I bring this up as you could possibly find some good deals on NOS SS-HM frames or if you are willing to go used, could probably score one around the $1000 range. Another option, which I would highly recommend is look for a BB30 SystemSix frame. You could easily get one of those for $500 and have a great ride. But if you are looking for new, I completely understand. 

I guess in summary I would say leave the CAAD9 the way it is and use it for your bad weather/commuter bike and get a new frame like a SuperSix if you have the funds. That way you always have one bike incase you have a mechanical issue or if the bike is in the shop for some work. Best of both worlds.


----------



## caad9er (Oct 25, 2011)

Ultrasaurus said:


> Test ride an Evo and see if it's something you'd like. Getting an Evo or a standard Supersix has crossed my mind more than a few times as well. That said, I just put Campy Record on my CAAD9, and I couldn't be happier with it. I have absolutely loved the bike from day 1, so it was worth it for me. The great thing about the CAAD9 is that Cannondale deems it worthy of putting the highest end components on, which is something you won't get with many other similarly priced bikes.


Yeah, upgrading is kind of pressing on my mind.

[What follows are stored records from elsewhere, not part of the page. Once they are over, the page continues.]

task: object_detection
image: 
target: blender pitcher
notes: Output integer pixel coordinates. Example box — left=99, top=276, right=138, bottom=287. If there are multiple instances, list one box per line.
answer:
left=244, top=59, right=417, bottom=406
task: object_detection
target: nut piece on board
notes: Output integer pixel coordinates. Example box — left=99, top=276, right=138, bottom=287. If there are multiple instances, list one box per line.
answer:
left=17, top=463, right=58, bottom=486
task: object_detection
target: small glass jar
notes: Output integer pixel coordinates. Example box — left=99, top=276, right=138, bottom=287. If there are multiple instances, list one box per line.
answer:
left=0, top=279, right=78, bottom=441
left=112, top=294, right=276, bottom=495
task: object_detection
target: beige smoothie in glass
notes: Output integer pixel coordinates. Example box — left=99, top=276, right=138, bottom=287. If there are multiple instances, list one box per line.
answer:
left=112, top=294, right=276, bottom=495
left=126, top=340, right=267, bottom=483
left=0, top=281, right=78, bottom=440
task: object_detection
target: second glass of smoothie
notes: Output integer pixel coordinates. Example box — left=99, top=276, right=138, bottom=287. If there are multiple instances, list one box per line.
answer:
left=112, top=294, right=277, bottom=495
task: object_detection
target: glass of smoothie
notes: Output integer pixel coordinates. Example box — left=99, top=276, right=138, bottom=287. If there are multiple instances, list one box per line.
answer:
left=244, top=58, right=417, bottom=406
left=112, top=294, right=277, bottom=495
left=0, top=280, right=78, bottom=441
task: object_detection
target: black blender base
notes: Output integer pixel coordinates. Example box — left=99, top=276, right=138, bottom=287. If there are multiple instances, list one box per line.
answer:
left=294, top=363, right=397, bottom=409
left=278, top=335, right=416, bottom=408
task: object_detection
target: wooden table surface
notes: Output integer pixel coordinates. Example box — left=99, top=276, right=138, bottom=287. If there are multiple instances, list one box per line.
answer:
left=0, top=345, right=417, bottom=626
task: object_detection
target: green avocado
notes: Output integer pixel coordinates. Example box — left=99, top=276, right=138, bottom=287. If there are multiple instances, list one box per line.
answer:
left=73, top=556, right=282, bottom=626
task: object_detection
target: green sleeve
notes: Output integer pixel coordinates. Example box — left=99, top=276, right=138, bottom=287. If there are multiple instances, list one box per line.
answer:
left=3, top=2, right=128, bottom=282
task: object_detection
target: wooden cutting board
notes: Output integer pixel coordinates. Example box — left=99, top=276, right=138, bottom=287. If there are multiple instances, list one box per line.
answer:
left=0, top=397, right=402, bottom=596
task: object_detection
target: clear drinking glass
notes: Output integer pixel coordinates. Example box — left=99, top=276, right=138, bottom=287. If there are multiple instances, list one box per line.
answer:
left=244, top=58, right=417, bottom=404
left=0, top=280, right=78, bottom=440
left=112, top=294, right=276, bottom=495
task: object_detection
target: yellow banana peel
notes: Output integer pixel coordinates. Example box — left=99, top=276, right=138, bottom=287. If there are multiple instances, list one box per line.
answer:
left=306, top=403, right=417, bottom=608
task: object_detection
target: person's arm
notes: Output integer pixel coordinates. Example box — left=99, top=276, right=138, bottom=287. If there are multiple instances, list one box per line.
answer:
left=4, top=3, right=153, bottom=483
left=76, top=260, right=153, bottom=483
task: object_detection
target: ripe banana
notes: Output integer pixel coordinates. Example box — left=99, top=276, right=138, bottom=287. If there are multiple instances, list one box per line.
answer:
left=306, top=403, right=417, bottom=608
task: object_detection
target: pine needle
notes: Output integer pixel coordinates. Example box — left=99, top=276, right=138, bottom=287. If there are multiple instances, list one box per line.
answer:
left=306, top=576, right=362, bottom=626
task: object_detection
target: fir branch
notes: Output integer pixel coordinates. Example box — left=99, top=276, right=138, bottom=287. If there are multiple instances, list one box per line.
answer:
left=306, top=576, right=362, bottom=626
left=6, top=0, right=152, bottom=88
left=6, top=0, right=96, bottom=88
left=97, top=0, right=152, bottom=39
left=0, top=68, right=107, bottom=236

Just found a 2012 Sram Red group for $1350. Not sure about any downsides ordering from the UK (I'm in the US).

http://www.merlincycles.com/bike-sh...s-road-bike/2012-sram-red-black-groupset.html



tranzformer said:


> I guess in summary I would say leave the CAAD9 the way it is and use it for your bad weather/commuter bike and get a new frame like a SuperSix if you have the funds. That way you always have one bike incase you have a mechanical issue or if the bike is in the shop for some work. Best of both worlds.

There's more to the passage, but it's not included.